Given Light, by Michael Coady, Gallery Press, 96 pp, €12.95, ISBN: 978-1911337300
The title poem of Michael Coady’s latest collection concerns a couple of trees planted in the early years of his marriage. The reader comes on it half-way through Given Light, at a point where the importance of interrelationships of people, families and earth has already emerged clearly. Its conclusion contemplates even larger connections; the poet looking at the moon between the trees is conscious of
… this older self rooted in surprise
here now on moonstruck Earth, breathing my share
of its slim envelope of air while heart
beats out its little time under this light
while others I have known have gone ahead
into a radiance or dark that’s absolute.
That “slim” is almost the only place in the poem where he permits himself a small flourish of language; the plainness of expression throughout has already impressed on us the primacy of meaning and fact. And the pressing subject of loss through the deaths of friends, neighbours and also ancestors has been spelled out. Coady’s style is direct, even sometimes flat; it is not surprising that the book includes a number of prose pieces; and the black-and-white photographs at intervals support the emphasis on literal truths, genealogical detail. Occasional banalities of adjectives, “haunting cadence” for example, seem irrelevant to the insistence on the reality of his subjects.
“On the Eve of a Tree-felling”, placed near the end of the book, returns to one of those trees, which has now grown so large it has to be cut down. While its fate is felt as tragic, the impression made by the poems taken as a whole is quite far from undiluted nature-worship. They are centred on Coady’s home town of Carrick-on-Suir, where the river and the countryside around are as essential to living as the air, but it is the presence of people, alive and dead, their relationships, memories, agreements and disagreements that fills them with life. His exclamation in the title poem, “How perfectly the parts seem to fit // as though designed for this” applies to the total effect. Single poems may appear initially to be just rising to an occasion, or capturing an eccentric connection, but their fitting together is organic.

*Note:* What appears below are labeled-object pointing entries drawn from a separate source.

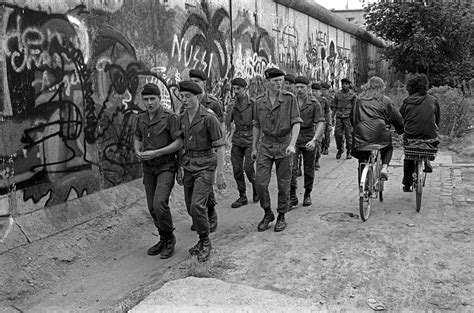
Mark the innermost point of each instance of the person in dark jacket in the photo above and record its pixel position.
(371, 118)
(421, 115)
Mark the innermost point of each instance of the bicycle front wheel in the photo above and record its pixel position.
(365, 197)
(419, 184)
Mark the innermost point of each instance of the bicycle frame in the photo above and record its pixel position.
(370, 184)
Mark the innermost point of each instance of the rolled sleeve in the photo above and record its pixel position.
(295, 113)
(174, 125)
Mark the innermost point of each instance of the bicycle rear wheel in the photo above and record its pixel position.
(365, 199)
(419, 184)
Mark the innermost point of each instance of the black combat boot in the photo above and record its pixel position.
(307, 198)
(206, 248)
(255, 194)
(156, 249)
(293, 197)
(240, 202)
(267, 219)
(212, 214)
(168, 247)
(280, 225)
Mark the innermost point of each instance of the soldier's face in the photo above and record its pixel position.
(201, 83)
(189, 99)
(151, 102)
(301, 90)
(238, 90)
(275, 83)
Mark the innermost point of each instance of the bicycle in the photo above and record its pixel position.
(371, 185)
(419, 151)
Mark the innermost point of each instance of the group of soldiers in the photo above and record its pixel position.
(292, 120)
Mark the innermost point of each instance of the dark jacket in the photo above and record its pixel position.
(421, 116)
(371, 120)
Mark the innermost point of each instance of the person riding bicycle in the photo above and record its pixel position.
(371, 118)
(421, 115)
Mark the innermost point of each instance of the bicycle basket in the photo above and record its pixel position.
(418, 153)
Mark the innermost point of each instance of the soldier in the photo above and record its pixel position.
(157, 138)
(210, 102)
(202, 135)
(277, 122)
(240, 111)
(316, 92)
(310, 133)
(344, 101)
(326, 105)
(289, 83)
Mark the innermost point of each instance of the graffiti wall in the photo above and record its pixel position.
(71, 74)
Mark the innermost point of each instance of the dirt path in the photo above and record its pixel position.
(326, 255)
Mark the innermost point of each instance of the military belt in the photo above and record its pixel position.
(198, 153)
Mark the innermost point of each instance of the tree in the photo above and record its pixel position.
(426, 37)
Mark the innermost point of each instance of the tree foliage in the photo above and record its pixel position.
(426, 37)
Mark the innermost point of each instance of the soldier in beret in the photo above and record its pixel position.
(210, 102)
(157, 138)
(344, 101)
(240, 111)
(326, 104)
(277, 123)
(310, 133)
(289, 83)
(201, 162)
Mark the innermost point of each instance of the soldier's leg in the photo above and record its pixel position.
(338, 132)
(317, 155)
(202, 187)
(165, 183)
(348, 136)
(262, 180)
(149, 181)
(250, 171)
(283, 171)
(294, 175)
(237, 159)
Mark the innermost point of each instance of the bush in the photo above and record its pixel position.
(454, 110)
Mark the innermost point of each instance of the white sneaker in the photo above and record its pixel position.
(384, 173)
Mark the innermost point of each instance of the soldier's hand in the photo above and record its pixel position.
(220, 180)
(254, 155)
(180, 176)
(311, 145)
(290, 150)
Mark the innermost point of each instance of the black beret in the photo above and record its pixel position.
(239, 82)
(346, 80)
(197, 74)
(325, 86)
(273, 72)
(190, 86)
(290, 78)
(151, 89)
(302, 80)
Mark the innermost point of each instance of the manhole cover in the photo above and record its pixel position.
(339, 217)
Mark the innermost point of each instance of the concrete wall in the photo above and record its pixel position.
(71, 73)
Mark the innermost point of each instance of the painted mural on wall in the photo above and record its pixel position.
(71, 81)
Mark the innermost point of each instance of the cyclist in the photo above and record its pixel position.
(421, 114)
(371, 118)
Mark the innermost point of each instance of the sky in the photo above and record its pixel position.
(340, 4)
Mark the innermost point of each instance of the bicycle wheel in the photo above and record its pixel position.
(365, 199)
(419, 184)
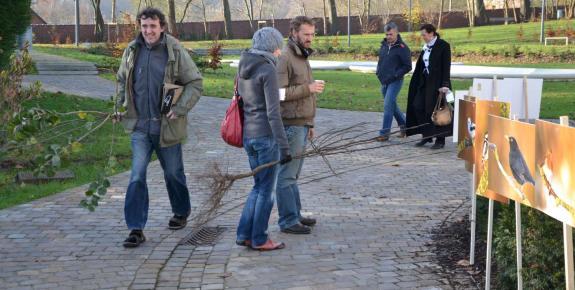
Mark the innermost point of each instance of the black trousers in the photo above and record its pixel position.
(429, 130)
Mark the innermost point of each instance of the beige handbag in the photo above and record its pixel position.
(443, 113)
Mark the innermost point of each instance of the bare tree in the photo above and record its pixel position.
(98, 20)
(324, 15)
(440, 14)
(333, 17)
(250, 13)
(172, 28)
(480, 12)
(227, 19)
(526, 11)
(471, 12)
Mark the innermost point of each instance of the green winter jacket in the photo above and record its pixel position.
(180, 70)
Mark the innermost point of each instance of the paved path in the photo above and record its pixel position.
(373, 231)
(59, 74)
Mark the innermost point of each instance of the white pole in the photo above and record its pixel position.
(77, 24)
(519, 247)
(568, 241)
(489, 245)
(472, 219)
(348, 23)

A poem addressed to the late Dennis O’Driscoll relates the progress of his funeral, a conceit worthy of the younger poet himself, with a dryness of language, and a gravitas not unlike his. Coady’s dismissal of the difficulty of communicating with the dead is characteristic. The people in his poetic mirror of Carrick are half-submerged in their history and that of their families. They are connected with the recorded traumas of war and poverty (as with the story of the poet’s great-grandmother dying in childbirth in the workhouse ward in 1881); they are often commemorated by reference to their funerals, that ultimate validation of Irish lives. An American visitor walks into a pub and calls for “any of the Ryans / buried in Cill an Easpaig” and two women and “an old man holding cards” respond; your identity belongs to the place where you will be buried.
The figures in these poems cohabit in the book as in the town, create a network, pinned sometimes it might seem haphazardly together by musical tastes, cinematic fantasies, wild reputations, or anchored by sharing momentous experiences. Friendship and acquaintance radiate outward from families into localities and histories. In the prose piece “It All Depends”, a Tipperary hurler, who escaped from the shooting on Bloody Sunday in 1920, married a woman who played the church organ for the Latin hymns of Benediction or Quarant’Ore; she lived to be a hundred and is remembered in a conversation with a fourth-generation butcher in his shop. And the historical reach includes the Irish-speaking past: some of the poems gesture to the macaronic tradition with refrains in Irish, and there is an elegant version of Raftery’s “Cill Aodáin”.
Music – church music, country and western, jazz – runs through the book, wells up from its depths and prevents it from replicating the kind of programmed and researched verse-chronicle that haunts the creative-writing schools. The subjects of Coady’s poems are passionately interesting to him, and they sprout and burst out of each other it seems spontaneously. While the verse is often plain, its lively conviction emerges from that directness; if the skill that shapes it is often hidden, it flashes and appears undeniably in such pieces as “Aisling” and “Diana in the Tide”. The two brief concluding lines of “How beautiful the feet”, “the word belovèd / sidelit in stone” might sum up this poet’s observant, profound, suitably eloquent account of life and death. Given Light comes out of a life, and gives due precedence to human life over art, and since this is the life of a poet, his unpretentious skill in handling his themes allows them to grow with their natural momentum and claim their real weight.
1/4/2019
Eiléan Ní Chuilleanáin is a poet and editor.